Getting an attorney can, however, make a difference. An applicant can decide to get an immigration lawyer to lessen the chances of making filing errors, if they have legal complications that can affect the application decision, need to appeal, or are trying to refile a previously denied application.

Can I Work While My I-130 is Pending?

If the beneficiary of an I-130 already legally resides in the U.S., that individual can work while the I-130 is pending. The beneficiary must obtain an Employment Authorization Document (EAD) by filing Form I-765, Application for Employment Authorization with the USCIS. The EAD authorizes the beneficiary to seek employment while in the U.S. without violating any labor laws.

What is the Difference Between I-130 and I-130a?

Form I-130, Petition for Alien Relative, is required to start the application process for a Green Card when attempting to bring a non-citizen to the U.S. through family-based immigration.
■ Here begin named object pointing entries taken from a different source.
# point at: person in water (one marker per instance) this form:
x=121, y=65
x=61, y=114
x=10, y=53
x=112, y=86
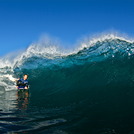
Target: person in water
x=23, y=82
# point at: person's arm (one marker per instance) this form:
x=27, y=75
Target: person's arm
x=27, y=86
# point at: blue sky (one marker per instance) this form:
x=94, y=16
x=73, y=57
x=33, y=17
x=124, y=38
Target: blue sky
x=24, y=21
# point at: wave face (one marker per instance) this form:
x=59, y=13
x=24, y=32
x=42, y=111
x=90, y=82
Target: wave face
x=88, y=90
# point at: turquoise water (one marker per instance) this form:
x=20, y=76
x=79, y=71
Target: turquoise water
x=90, y=91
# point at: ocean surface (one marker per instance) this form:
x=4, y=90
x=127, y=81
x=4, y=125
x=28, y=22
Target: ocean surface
x=89, y=90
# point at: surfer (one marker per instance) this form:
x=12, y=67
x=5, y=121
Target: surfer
x=23, y=82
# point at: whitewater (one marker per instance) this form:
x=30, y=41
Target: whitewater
x=85, y=90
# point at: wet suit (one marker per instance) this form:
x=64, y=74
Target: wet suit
x=21, y=83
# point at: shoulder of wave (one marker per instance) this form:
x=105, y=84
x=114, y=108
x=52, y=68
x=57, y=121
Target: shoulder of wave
x=101, y=39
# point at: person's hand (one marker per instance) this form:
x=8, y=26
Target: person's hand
x=26, y=87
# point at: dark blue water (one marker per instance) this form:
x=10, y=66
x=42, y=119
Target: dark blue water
x=88, y=92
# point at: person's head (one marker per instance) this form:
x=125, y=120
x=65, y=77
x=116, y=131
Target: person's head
x=25, y=76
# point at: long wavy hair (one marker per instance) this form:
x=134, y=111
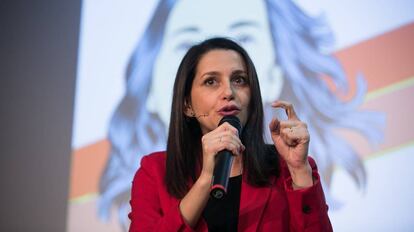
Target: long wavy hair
x=184, y=137
x=300, y=42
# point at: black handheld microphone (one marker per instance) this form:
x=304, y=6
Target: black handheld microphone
x=224, y=159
A Form I-130A, Supplemental Information for Spouse Beneficiary, is coupled with Form I-130 only when attempting to bring a spouse to the U.S. as an I-130 beneficiary. Form I-130A is used to capture information about the non-resident spouse when submitting Form I-130. Form I-130 is a standalone document when applying for a relative that is not a spouse, but to submit Form I-130A, it must be coupled with Form I-130, and only when applying for a spouse.

Can an Immigration Attorney Help Me with the Immigration of a Family Member?

An immigration attorney is well-versed with immigration laws and the options available to navigate the process. To assist in the immigration of a family member, an immigration attorney can give a professional opinion on the best immigration pathway, and if family-based immigration is viable.